Yvette Hyater-Adams is a change artist who found, while exploring the art of change, how art can change lives. During 20 years in the corporate world as a Human Resources executive and since 1997, CEO of her own consulting firm, Prime Directive Consulting Group, she has worked with Fortune 500 company leaders to lead change. Hyater-Adams started the Transformative Language Arts (TLA) concentration in 2001. Seven years later, she has infused her work with what she studied at Goddard about how people and businesses can change for the better through re-storying their lives.
Her work was catalyzed by 9/11, which happened less than a month after her first Goddard residency. Back home in New Jersey, she immediately joined ArtistCares. She was soon traveling to New York City and Washington, D.C. to train people who did body work, martial arts, painting and other arts on how to integrate writing into their work, and from the writing, move through some of the trauma from 9/11.

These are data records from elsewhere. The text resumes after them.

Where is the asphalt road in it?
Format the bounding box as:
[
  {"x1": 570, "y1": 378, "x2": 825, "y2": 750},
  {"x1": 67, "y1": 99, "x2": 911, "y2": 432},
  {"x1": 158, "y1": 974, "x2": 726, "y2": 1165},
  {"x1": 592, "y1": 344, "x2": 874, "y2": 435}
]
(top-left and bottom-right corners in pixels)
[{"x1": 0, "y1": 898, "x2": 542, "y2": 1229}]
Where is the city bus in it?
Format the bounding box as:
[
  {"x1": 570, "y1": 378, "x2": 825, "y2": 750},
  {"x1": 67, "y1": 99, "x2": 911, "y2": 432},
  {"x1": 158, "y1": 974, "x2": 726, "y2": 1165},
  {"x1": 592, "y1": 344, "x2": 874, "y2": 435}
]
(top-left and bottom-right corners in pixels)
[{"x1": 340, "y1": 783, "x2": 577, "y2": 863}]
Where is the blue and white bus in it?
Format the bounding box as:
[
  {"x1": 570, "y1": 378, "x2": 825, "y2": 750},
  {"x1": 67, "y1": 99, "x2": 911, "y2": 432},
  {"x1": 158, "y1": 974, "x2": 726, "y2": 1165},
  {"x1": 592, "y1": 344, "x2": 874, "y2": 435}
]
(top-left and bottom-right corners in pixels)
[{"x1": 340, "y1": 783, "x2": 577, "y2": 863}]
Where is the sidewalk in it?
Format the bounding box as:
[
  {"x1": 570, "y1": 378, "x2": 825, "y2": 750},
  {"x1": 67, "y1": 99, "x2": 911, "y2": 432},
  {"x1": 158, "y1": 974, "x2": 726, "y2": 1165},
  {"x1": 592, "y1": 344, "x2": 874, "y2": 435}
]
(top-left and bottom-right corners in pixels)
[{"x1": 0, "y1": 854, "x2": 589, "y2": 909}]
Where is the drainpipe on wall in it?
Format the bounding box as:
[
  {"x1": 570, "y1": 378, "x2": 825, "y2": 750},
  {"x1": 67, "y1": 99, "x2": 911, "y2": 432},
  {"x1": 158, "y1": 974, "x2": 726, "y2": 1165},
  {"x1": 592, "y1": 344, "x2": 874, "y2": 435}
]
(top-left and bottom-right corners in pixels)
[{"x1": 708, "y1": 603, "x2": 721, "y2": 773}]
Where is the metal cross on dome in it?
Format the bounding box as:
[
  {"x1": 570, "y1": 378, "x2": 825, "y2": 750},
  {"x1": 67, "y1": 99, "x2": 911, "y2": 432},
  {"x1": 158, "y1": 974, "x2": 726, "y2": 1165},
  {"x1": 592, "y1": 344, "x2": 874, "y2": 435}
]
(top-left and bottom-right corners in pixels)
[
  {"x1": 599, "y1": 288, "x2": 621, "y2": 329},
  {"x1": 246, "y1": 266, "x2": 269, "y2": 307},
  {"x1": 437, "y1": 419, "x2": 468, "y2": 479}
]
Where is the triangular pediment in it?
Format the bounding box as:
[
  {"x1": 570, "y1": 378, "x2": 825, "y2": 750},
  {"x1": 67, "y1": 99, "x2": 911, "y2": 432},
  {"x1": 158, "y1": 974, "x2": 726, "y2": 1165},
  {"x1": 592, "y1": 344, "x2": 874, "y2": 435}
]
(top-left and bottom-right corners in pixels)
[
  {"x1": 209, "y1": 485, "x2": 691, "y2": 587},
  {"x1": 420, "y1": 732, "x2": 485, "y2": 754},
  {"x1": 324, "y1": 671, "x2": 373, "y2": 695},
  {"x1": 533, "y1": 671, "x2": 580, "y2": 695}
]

Since Hyater-Adams' graduation, it's no wonder that she went on to found Renaissance Muse, which uses the power of words for wellness, healing, personal growth and a creative voice. She has also developed a Transformative Narrative Coaching training program, influenced by her many years doing professional coaching and her TLA studies, to be launched in June of '09. She is also offering a Foundations of Transformative Narrative Coaching as an introductory program with NTL for the Applied Behavioral Sciences. This program will train professionals who coach or advise leaders in hospitals, non-profits, and businesses to help them examine, affirm and/or revise the stories that guide their lives (Read more about this.)
“This is all founded on TLA – on how words transform people – and on the work I've done with change management programs in my career and academic life,” Hyater-Adams explains. It's also related to her consulting, and workshop facilitation, particularly in communities of color.

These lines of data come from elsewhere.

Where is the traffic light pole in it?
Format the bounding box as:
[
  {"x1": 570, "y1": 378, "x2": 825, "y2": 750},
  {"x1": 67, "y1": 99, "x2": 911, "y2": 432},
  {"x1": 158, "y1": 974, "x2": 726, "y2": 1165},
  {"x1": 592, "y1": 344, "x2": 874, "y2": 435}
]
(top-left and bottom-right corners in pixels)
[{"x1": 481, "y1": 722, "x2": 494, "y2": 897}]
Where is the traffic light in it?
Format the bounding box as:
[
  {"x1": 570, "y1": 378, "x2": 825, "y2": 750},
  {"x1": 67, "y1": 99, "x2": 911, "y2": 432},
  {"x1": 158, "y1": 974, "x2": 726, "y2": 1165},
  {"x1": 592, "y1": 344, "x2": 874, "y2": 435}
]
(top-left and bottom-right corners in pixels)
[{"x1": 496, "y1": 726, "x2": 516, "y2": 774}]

“The women of color who have attended my writing workshops tend to be middle class women who are successful in their own lives, but who have been secretly silenced in lots of ways,” Hyater-Adams says, explaining that some have been silenced through physical, mental and sexual abuse, some from low self-esteem and invisibility. “Many communities of color still feel that therapy is a huge taboo....You don't go outside of your faith to deal with your problems. Creating this space through TLA – to use art to transcend experience – is what the writing workshops and coaching methods I use is about. Coaching is not therapy, but a way to look at restorying your experience – what new story you can create that breaks the old story you held.”
All of it leads Hyater-Adams to continue her work as a social change agent, one person, one group, one story at a time.